単位は、Gで、銅貨1枚=1Gとなっており、大銅貨1枚=10G、銀貨1枚=100G、大銀貨1枚=1000G、金貨1枚=1万G、大金貨1枚=10万G、白金貨1枚=100万G、黒曜貨1枚=1000万Gとなる。ちなみに、1G=100円である。
⑥身分証が通帳がわりになっていて、身分証によるカード払いが出来るところもある。
という内容だった。
最後に彼女の名前はアルファと言うらしい。そして質問は少し離れて他の人に聴かれないところで行うようだった。
並んでいる人数が少なく、質問がある人から順に並び個人面談のように交代交代で話す形式だ。しばらくしてから俺の番が来た。
「さて、あなたの質問は何かしら?」
「まず始めに、今まで来た質問と回答を教えてくれ」
「はぁ、中々エグい質問するわね。まあ、ルールだから答えてあげるわ。ちなみに、ここで得た情報はヘルプを念じることで確認することが出来るわ。
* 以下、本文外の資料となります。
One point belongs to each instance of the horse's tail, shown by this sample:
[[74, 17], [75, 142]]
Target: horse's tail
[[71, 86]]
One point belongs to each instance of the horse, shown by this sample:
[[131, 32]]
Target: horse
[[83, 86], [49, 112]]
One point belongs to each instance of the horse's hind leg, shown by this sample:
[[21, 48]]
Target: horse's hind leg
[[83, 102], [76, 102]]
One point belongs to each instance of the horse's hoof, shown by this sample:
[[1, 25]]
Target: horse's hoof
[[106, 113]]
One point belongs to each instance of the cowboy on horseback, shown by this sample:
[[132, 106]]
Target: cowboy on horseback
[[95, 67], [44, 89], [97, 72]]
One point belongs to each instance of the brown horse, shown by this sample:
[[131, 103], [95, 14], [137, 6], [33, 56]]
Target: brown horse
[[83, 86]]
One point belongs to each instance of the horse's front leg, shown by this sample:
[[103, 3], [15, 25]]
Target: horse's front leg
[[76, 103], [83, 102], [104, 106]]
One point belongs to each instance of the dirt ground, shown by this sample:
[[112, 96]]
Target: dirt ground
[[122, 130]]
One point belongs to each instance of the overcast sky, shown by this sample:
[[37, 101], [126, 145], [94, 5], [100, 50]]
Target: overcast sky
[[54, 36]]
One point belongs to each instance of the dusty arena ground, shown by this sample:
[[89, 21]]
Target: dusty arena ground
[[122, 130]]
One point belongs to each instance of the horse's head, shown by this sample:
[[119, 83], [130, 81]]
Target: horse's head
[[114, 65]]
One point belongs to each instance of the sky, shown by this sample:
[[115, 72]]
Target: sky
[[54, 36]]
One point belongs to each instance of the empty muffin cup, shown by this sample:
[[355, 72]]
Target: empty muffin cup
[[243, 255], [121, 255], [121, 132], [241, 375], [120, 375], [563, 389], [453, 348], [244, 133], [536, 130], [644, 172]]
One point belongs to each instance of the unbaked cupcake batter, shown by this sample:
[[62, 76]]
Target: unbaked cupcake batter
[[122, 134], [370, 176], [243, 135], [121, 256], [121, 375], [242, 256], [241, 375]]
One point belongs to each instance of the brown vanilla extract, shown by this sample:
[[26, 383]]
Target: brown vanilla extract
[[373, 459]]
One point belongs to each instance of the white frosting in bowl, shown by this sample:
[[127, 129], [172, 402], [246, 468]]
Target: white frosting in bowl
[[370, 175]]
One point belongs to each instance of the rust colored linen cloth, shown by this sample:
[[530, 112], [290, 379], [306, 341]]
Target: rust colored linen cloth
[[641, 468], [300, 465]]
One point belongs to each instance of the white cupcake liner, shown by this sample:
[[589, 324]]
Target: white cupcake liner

多い順に答えると、奴隷は存在するのか?、お金の稼ぎ方、世界の常識、加護やステータスを確認できるか、確認できるのなら他に何が確認できるか、の5個ね。
答えは、奴隷は存在する。お金は冒険者とか、いろんなことをすれば稼げるわ。常識に関しては面倒だから現地で知ればいいと思うわ。念じることで確認することが出来るのは、ステータス、ヘルプ、持ち物の3個ね。
次の質問は?」
「どんな世界につれていかれるのかとそこにある大量の書籍を読んでいいのかだな」
「世界の街並みは中世のヨーロッパをイメージしてくれればいいわ。そして、科学はほとんど進歩しておらず代わりに魔法がある世界ね。
ちなみに、書籍に関してもヘルプで確認できるようにするから書籍の近くにある紙に名前と書籍の題名を記入して。記入したら読んでいいわ」
「了解した。質問は以上だ」
「わかったわ。あと、パーティーは、今組まないと別々の場所に転移するから気をつけてね。あとで配る本型のアーティファクトで登録出来るから集まっていた方がいいわ」
このような回答を受けて俺は、本棚へ向かって歩き出した。